In the spring of 2020, the COVID-19 pandemic was spreading rapidly across Europe. After initial hesitation, in mid-March the German government and the Conference of Federal State Prime Ministers (Ministerpräsidentenkonferenz) decided in quick succession on a series of measures to restrict social contacts, including the closing of schools, childcare facilities, and shops. Even private meetings of people from different households were limited. German policy-makers thus implemented rapid and far-reaching contact restrictions. In the early stages of the first wave of the virus, masks were not yet mandatory. Neither vaccinations nor rapid tests were available. Within a few weeks, COVID-19 infections in the country declined sharply, causing contact restrictions to be gradually relaxed again beginning on 20 April 2020.
Despite the rapid decline in infections in Germany, the effectiveness of the contact restrictions has been disputed repeatedly, both by the public and by experts. In particular, it was argued that even without the enacted measures, the spread of the virus would have been curbed by automatic changes in people’s behaviour.
To answer this controversial question, the team of authors led by Junior Professor Dr Emanuel Hansen estimated the causal effect of the policy measures using detailed figures from the Robert Koch Institute as well as anonymized movement data from private mobile phone providers from the more than 400 German districts in a quasi-experimental analysis. The analysis exploits that the first COVID-19 infections occurred in some districts before the contact restrictions began, while in other districts they occurred much later. By comparing districts with early and late outbreaks, the researchers estimated how citizens’ behaviour and the infection rate would have evolved in Germany without social distancing measures. The causal effect of all measures thus corresponds to the difference between the inferred hypothetical development without social distancing and the actual development with contact restrictions in place.
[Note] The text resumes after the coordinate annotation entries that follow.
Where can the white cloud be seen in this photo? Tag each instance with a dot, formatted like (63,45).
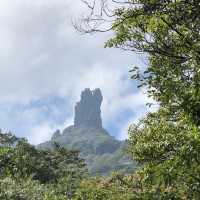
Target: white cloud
(43,56)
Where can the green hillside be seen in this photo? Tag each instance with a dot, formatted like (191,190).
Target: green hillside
(102,152)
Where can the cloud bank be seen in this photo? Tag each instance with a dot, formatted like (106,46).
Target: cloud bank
(45,64)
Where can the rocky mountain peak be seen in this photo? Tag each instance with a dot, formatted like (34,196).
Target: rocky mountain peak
(88,109)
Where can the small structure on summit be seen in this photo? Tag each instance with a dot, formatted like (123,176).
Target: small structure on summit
(88,109)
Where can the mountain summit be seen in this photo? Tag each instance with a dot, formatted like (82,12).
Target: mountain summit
(102,152)
(88,109)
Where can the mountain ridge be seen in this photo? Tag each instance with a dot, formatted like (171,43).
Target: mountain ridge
(102,152)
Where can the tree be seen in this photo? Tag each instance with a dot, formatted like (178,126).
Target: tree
(167,142)
(168,31)
(26,165)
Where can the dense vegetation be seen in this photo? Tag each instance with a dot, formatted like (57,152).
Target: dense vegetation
(166,143)
(102,152)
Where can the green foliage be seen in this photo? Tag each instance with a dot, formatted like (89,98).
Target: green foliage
(26,189)
(169,32)
(29,173)
(110,188)
(102,152)
(169,153)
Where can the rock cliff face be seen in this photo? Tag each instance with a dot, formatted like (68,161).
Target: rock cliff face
(102,152)
(88,110)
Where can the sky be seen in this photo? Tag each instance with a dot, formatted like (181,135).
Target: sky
(45,64)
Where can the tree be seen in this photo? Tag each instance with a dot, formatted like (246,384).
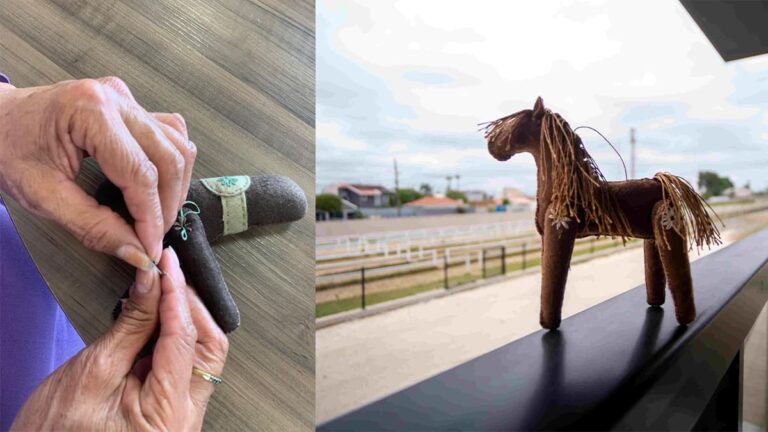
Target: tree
(425,189)
(328,203)
(454,194)
(712,184)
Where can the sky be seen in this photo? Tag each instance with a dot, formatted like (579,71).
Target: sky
(413,79)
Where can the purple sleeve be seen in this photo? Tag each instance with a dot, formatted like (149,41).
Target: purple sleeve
(35,335)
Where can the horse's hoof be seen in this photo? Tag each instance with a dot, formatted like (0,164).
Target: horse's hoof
(550,324)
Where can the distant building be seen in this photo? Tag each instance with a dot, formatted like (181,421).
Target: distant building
(361,195)
(436,205)
(484,205)
(518,200)
(475,195)
(739,193)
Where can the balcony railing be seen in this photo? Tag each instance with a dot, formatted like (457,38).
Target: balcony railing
(618,365)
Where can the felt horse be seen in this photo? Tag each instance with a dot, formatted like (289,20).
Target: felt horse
(574,200)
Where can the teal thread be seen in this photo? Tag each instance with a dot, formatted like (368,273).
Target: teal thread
(181,221)
(227,181)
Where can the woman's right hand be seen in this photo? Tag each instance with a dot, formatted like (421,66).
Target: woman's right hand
(45,132)
(98,388)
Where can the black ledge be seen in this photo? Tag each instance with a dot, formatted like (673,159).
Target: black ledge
(618,365)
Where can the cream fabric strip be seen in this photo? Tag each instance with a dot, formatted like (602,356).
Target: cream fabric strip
(234,206)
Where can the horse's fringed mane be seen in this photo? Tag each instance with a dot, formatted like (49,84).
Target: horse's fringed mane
(689,216)
(576,181)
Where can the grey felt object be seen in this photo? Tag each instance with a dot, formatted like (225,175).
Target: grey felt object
(270,199)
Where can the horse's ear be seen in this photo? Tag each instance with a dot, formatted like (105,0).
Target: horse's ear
(538,107)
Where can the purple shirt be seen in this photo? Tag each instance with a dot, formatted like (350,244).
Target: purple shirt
(35,335)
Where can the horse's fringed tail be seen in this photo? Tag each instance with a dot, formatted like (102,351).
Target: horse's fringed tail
(689,216)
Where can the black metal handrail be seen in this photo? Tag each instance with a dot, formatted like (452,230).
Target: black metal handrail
(617,365)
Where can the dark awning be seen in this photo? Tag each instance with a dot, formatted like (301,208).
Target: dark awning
(737,29)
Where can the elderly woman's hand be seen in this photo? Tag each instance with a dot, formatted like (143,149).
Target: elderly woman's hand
(45,132)
(98,389)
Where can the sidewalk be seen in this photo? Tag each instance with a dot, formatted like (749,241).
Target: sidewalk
(363,360)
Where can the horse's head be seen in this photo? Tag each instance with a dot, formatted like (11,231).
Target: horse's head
(515,133)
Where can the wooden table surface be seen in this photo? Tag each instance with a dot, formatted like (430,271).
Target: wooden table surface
(242,74)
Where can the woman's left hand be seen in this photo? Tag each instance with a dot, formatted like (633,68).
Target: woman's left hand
(101,389)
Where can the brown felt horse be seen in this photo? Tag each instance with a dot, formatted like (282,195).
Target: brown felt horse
(574,200)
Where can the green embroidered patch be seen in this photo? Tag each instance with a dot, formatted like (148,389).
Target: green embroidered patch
(227,185)
(234,207)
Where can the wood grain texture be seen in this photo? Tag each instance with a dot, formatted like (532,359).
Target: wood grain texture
(242,74)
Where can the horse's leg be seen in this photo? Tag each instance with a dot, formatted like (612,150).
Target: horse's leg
(556,250)
(677,269)
(654,274)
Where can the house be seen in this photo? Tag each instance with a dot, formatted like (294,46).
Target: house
(517,199)
(361,195)
(434,205)
(475,195)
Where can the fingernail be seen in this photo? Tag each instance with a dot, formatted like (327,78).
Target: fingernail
(174,257)
(135,257)
(144,279)
(139,288)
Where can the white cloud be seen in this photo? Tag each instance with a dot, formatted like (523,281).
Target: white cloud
(590,61)
(445,159)
(397,148)
(333,134)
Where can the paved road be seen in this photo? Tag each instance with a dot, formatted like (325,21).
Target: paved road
(361,361)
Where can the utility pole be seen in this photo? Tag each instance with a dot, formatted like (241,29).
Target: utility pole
(632,153)
(397,187)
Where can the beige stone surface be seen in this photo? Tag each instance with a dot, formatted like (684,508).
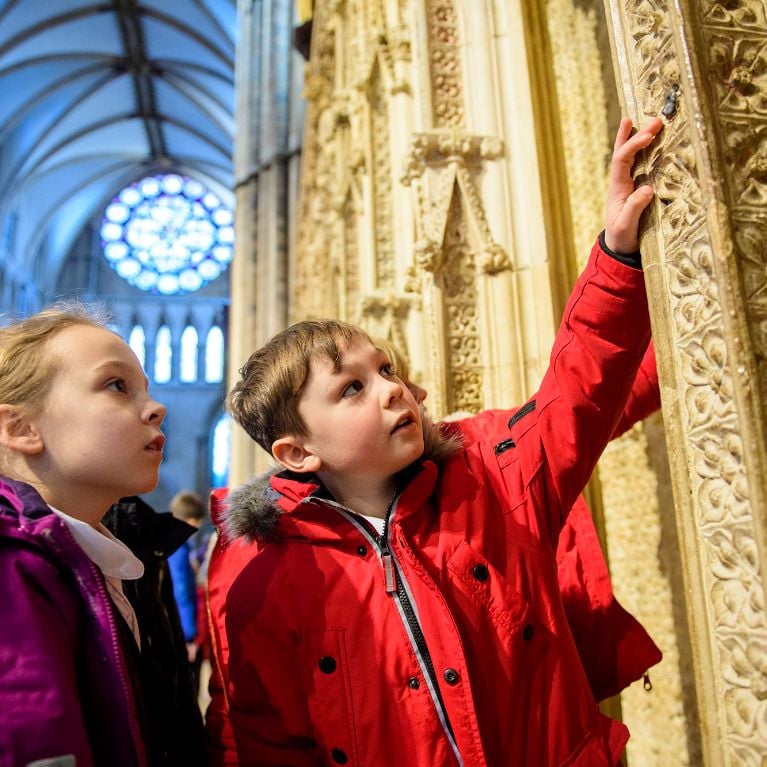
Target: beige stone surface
(453,173)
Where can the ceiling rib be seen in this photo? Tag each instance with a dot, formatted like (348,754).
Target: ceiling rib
(137,63)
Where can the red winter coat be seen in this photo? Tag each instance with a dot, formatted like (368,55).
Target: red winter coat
(613,646)
(446,642)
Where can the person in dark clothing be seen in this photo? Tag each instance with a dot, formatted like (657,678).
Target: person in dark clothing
(170,717)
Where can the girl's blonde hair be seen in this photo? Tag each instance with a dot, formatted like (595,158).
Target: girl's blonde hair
(27,366)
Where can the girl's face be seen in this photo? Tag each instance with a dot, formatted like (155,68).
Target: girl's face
(99,428)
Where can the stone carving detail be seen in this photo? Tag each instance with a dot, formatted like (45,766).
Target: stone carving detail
(453,158)
(314,265)
(351,277)
(458,281)
(384,315)
(382,184)
(447,92)
(583,113)
(735,38)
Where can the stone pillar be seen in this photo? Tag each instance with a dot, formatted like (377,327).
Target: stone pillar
(267,151)
(703,65)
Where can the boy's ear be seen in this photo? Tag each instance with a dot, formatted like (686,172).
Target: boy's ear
(18,433)
(291,454)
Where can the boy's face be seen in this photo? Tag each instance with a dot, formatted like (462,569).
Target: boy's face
(362,420)
(99,427)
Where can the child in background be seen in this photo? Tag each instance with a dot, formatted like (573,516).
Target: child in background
(78,431)
(405,607)
(184,566)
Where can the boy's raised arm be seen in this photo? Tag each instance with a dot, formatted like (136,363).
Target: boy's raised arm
(625,203)
(604,332)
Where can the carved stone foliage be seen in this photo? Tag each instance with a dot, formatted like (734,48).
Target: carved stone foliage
(713,379)
(382,184)
(437,162)
(447,94)
(384,316)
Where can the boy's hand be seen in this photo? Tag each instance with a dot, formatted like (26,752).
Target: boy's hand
(624,203)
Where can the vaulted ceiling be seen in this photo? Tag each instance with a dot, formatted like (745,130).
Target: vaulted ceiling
(96,95)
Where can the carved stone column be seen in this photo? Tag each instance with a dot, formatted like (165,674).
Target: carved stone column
(703,64)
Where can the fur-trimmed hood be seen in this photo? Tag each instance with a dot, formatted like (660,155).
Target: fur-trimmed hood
(253,509)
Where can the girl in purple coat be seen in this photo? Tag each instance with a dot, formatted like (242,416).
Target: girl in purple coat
(78,431)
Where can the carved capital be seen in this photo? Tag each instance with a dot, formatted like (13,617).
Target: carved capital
(441,147)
Based on this analysis, the authors derived the following results: In a first step, based on the mobile phone data they found that the policies in fact reduced people’s spatial movements by an average of 30 per cent, as they were intended to do. In a second step, they found evidence of the effective containment of the pandemic: already within the first three weeks, contact restrictions in Germany prevented more than 80 per cent of COVID infections and more than 60 per cent of the deaths that would have followed. Put differently, the researchers estimate that there would have been about 500,000 additional infections and about 5,400 additional deaths without the German measures by early April alone. Further analysis shows that the contact restrictions have greatly slowed the rate of infections in all population groups. However, in the age group of over 60-year-olds, the containment rate was somewhat weaker than in younger people. The researchers see one plausible explanation for this in that the closing of schools and childcare facilities had a more direct and pronounced effect on children and their parents than on the generation of grandparents.
‘The results of our study show that the early measures to contain the COVID-19 pandemic in Germany were successful – contrary to repeated claims in parts of the public,’ Emanuel Hansen remarked. ‘Without these contact restrictions, Germany would probably have experienced an overload of the healthcare system, like some other European countries did.’ With no other tools available in the early stages of the pandemic like vaccination or rapid testing, there was no viable alternative, Hansen added, despite the economic and social costs of closing schools and businesses. The study focused exclusively on the first COVID-19 wave in Germany and does not allow conclusions on the effects of policies in later waves of the pandemic.
Junior Professor Dr Emanuel Hansen is a member of the UoC’s Faculty of Management, Economics, and Social Sciences, the Center for Macroeconomic Research (CMR) und the Center for Social and Economic Behavior (C-SEB).